Le comité d’organisation à d’abord créé un statut tous azimuts d’observateurs pour certaines organisations qu’il a placé à l’écart dans la salle : « Je pense qu’être observateur confère certains avantages, notamment pécuniaires », murmure un participant, désillusionné quelques heures plus tard par l’absence des noms de ces « observateurs » sur la liste de ceux à qui on devait rembourser les frais de déplacement.

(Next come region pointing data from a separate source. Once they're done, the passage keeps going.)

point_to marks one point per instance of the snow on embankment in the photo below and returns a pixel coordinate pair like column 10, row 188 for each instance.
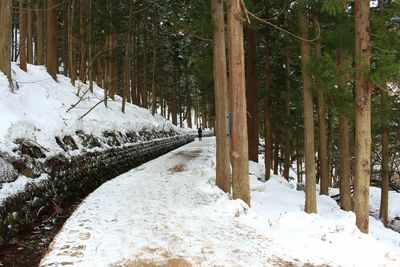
column 170, row 210
column 40, row 109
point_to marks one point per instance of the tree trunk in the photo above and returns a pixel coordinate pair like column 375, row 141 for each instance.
column 311, row 204
column 251, row 94
column 5, row 37
column 239, row 149
column 288, row 134
column 66, row 40
column 385, row 169
column 71, row 43
column 344, row 145
column 90, row 39
column 276, row 151
column 145, row 68
column 383, row 211
column 83, row 40
column 174, row 90
column 322, row 135
column 51, row 41
column 363, row 90
column 29, row 31
column 39, row 33
column 153, row 80
column 223, row 177
column 267, row 108
column 22, row 36
column 127, row 64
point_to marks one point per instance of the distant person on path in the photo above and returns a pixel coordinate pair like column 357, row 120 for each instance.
column 200, row 132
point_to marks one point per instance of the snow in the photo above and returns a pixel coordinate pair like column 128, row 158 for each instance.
column 169, row 210
column 19, row 185
column 37, row 110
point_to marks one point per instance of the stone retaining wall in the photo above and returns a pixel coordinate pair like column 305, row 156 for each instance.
column 77, row 176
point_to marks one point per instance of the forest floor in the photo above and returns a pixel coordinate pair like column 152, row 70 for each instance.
column 168, row 212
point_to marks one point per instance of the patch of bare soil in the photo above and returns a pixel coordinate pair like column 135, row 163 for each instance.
column 188, row 154
column 177, row 168
column 28, row 248
column 282, row 263
column 176, row 262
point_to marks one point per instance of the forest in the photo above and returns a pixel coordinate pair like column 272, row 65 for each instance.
column 313, row 84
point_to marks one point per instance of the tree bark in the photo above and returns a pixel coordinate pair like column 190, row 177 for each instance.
column 223, row 177
column 127, row 64
column 154, row 75
column 239, row 149
column 288, row 134
column 344, row 144
column 267, row 108
column 174, row 101
column 145, row 68
column 5, row 37
column 39, row 33
column 310, row 203
column 251, row 94
column 363, row 90
column 90, row 39
column 22, row 36
column 383, row 211
column 71, row 42
column 29, row 31
column 83, row 40
column 51, row 41
column 322, row 134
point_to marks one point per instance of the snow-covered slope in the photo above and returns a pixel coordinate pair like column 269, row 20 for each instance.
column 40, row 109
column 169, row 211
column 37, row 110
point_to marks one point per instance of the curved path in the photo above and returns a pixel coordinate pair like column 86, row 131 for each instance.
column 164, row 213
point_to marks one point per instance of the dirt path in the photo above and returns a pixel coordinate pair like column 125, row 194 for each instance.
column 165, row 213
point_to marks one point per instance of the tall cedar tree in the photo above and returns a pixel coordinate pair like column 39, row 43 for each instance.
column 22, row 35
column 251, row 93
column 223, row 177
column 363, row 91
column 239, row 150
column 5, row 37
column 51, row 41
column 311, row 203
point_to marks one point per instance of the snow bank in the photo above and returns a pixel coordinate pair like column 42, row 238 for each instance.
column 38, row 110
column 171, row 209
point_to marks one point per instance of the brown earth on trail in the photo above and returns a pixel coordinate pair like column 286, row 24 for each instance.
column 177, row 262
column 189, row 154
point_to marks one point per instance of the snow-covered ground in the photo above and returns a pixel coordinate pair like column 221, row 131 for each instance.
column 39, row 109
column 169, row 211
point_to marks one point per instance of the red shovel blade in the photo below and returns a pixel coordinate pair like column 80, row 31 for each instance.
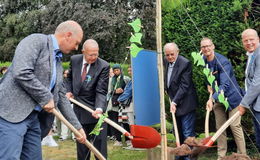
column 144, row 137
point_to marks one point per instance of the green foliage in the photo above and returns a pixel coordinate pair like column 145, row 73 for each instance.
column 223, row 21
column 104, row 21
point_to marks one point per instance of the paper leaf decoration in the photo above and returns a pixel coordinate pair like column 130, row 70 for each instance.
column 206, row 71
column 211, row 78
column 216, row 86
column 221, row 97
column 201, row 61
column 226, row 104
column 136, row 38
column 195, row 56
column 136, row 25
column 97, row 129
column 134, row 50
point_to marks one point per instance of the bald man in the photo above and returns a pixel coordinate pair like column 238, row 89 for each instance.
column 31, row 89
column 87, row 82
column 251, row 100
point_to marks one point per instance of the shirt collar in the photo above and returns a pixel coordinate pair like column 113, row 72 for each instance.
column 84, row 60
column 55, row 43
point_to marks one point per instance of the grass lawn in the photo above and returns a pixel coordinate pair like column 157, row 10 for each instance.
column 67, row 151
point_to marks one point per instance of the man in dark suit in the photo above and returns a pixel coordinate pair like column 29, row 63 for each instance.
column 87, row 82
column 222, row 69
column 180, row 88
column 251, row 100
column 31, row 87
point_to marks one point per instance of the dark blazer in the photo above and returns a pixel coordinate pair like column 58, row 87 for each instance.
column 252, row 96
column 181, row 89
column 91, row 92
column 225, row 77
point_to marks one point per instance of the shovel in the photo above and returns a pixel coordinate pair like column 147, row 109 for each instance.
column 207, row 123
column 208, row 142
column 180, row 150
column 176, row 130
column 207, row 119
column 76, row 132
column 140, row 136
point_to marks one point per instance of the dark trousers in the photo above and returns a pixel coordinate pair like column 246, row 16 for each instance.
column 114, row 132
column 21, row 141
column 256, row 120
column 186, row 125
column 100, row 142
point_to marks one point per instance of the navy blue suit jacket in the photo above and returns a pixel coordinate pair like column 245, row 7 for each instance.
column 181, row 89
column 226, row 80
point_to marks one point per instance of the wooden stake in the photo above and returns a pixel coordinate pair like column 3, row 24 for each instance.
column 161, row 81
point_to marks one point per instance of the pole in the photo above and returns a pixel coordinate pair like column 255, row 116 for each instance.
column 161, row 81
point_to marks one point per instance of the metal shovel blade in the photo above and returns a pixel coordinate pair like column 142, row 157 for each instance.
column 140, row 136
column 144, row 137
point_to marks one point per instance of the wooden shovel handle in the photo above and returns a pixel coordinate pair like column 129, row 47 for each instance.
column 176, row 130
column 222, row 129
column 107, row 120
column 207, row 119
column 76, row 132
column 207, row 123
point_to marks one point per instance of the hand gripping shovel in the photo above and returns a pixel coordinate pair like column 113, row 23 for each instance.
column 140, row 136
column 208, row 142
column 207, row 123
column 76, row 132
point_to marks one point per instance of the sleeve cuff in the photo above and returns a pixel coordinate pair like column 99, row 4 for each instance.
column 174, row 103
column 100, row 109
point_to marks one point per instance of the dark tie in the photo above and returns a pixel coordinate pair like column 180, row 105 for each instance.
column 84, row 72
column 58, row 55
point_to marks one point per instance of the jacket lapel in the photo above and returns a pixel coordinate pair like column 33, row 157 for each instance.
column 77, row 70
column 174, row 70
column 51, row 57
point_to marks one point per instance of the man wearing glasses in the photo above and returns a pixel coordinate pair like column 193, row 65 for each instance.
column 87, row 82
column 181, row 90
column 222, row 69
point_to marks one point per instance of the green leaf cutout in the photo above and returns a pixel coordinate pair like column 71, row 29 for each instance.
column 136, row 25
column 206, row 71
column 216, row 86
column 97, row 129
column 226, row 104
column 201, row 61
column 136, row 38
column 211, row 78
column 221, row 97
column 195, row 56
column 134, row 50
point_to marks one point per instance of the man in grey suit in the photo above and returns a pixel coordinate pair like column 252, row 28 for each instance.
column 87, row 82
column 181, row 90
column 251, row 100
column 32, row 87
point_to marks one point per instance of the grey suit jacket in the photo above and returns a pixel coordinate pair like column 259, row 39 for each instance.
column 92, row 91
column 26, row 83
column 252, row 96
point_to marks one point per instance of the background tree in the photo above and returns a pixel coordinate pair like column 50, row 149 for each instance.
column 188, row 21
column 105, row 21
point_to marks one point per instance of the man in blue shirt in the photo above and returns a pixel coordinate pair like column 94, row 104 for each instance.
column 31, row 89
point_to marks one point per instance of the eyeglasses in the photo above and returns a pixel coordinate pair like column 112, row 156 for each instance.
column 168, row 55
column 91, row 55
column 207, row 46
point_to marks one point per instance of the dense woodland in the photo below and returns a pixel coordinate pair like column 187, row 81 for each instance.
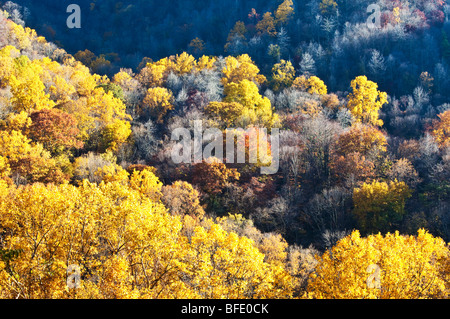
column 87, row 179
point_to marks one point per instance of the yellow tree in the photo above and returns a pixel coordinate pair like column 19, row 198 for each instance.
column 283, row 74
column 312, row 85
column 364, row 139
column 28, row 91
column 257, row 109
column 239, row 69
column 224, row 265
column 267, row 25
column 183, row 63
column 237, row 33
column 366, row 101
column 227, row 114
column 386, row 267
column 205, row 62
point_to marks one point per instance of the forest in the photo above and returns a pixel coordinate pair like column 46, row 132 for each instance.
column 93, row 206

Ensuite, ce refus d’une partie de la Société civile de créer cet organe interlocuteur de l’Etat : « La société civile est plus efficace lorsqu’elle est plurielle. Compte tenu de leurs divers secteurs d’interventions (lutte contre le Sida, la pauvreté, pour les droits humains, …), les organisations de la société civile ne sauraient se faire représenter par une seule structure », argumentait Pacifique Nininahazwe, jurant par tous les dieux que nulle part au monde une société civile n’est unique de part sa composition : « Que ceux qui veulent être représentés via ce cadre, ne comptent pas sur le Forsc », avait-il averti.

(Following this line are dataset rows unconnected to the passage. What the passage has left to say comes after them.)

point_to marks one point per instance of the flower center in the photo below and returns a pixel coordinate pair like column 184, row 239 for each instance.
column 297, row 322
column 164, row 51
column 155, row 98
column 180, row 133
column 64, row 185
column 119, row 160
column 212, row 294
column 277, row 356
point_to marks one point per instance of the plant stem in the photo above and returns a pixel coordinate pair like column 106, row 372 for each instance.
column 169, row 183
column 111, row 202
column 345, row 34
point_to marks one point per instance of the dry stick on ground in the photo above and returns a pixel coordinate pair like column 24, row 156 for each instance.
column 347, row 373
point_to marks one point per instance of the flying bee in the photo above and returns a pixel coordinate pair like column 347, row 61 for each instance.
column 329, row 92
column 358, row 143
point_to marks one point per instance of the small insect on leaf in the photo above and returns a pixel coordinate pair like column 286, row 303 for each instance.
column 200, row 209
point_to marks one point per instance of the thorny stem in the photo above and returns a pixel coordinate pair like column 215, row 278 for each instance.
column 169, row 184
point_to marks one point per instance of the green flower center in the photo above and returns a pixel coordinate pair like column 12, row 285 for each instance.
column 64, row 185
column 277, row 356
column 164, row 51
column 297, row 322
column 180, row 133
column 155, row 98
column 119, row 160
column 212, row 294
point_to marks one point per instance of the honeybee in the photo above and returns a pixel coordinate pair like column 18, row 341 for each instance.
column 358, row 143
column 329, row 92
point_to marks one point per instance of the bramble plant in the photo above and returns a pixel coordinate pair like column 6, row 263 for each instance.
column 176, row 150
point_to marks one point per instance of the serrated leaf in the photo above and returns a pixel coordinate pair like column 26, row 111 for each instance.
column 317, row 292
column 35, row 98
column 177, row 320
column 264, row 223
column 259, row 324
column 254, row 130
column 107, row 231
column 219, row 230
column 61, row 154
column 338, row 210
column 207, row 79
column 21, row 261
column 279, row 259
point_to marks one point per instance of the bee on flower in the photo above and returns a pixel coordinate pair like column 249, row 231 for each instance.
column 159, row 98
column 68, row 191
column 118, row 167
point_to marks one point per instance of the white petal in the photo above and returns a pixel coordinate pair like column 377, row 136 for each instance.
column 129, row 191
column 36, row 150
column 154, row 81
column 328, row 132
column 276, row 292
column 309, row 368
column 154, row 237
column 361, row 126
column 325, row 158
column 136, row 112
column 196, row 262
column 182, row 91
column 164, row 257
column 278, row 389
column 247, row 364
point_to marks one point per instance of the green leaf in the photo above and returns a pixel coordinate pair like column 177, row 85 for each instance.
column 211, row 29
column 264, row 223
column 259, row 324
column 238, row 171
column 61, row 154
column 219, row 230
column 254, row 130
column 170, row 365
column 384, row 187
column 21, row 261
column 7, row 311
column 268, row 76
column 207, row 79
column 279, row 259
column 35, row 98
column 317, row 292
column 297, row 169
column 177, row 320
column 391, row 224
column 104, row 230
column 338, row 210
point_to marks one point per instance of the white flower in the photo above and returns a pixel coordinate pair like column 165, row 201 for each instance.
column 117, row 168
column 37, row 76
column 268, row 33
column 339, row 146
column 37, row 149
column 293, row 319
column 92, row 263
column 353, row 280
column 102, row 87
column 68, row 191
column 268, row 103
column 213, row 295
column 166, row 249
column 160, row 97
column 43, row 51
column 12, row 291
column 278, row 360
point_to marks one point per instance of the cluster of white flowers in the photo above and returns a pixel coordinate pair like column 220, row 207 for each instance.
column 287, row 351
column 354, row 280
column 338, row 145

Et puis, cette tumultueuse fin des travaux : « Je ne sais pas pourquoi les gens sont si inquiets et agités », se demande un responsable d’une organisation, en voyant des groupes se former à l’extérieur de la salle, pendant que le rapporteur dresse une sorte de bilan des assises. Il aura fallu attendre que le ministre les déclare closes pour se rendre compte que des manœuvres politiciennes allaient torpiller la mise en place du Cadre de concertation. Certains voulant quelqu’un du Forsc à sa tête, d’autres un leader issu d’une autre coalition.

Organisés sous le thème : « la société civile burundaise pour une participation citoyenne responsable », ces assises n’auront permis aux participants d’être des citoyens responsables qu’à travers la déclaration de Gitega, évoquant quelques engagements des organisations de la société civile. Une déclaration approuvée par quelques signatures pressées de faire la queue pour les per diem devant le guichet de la BCB, déplacé pour la circonstance dans les enceintes du Grand séminaire Jean Paul II.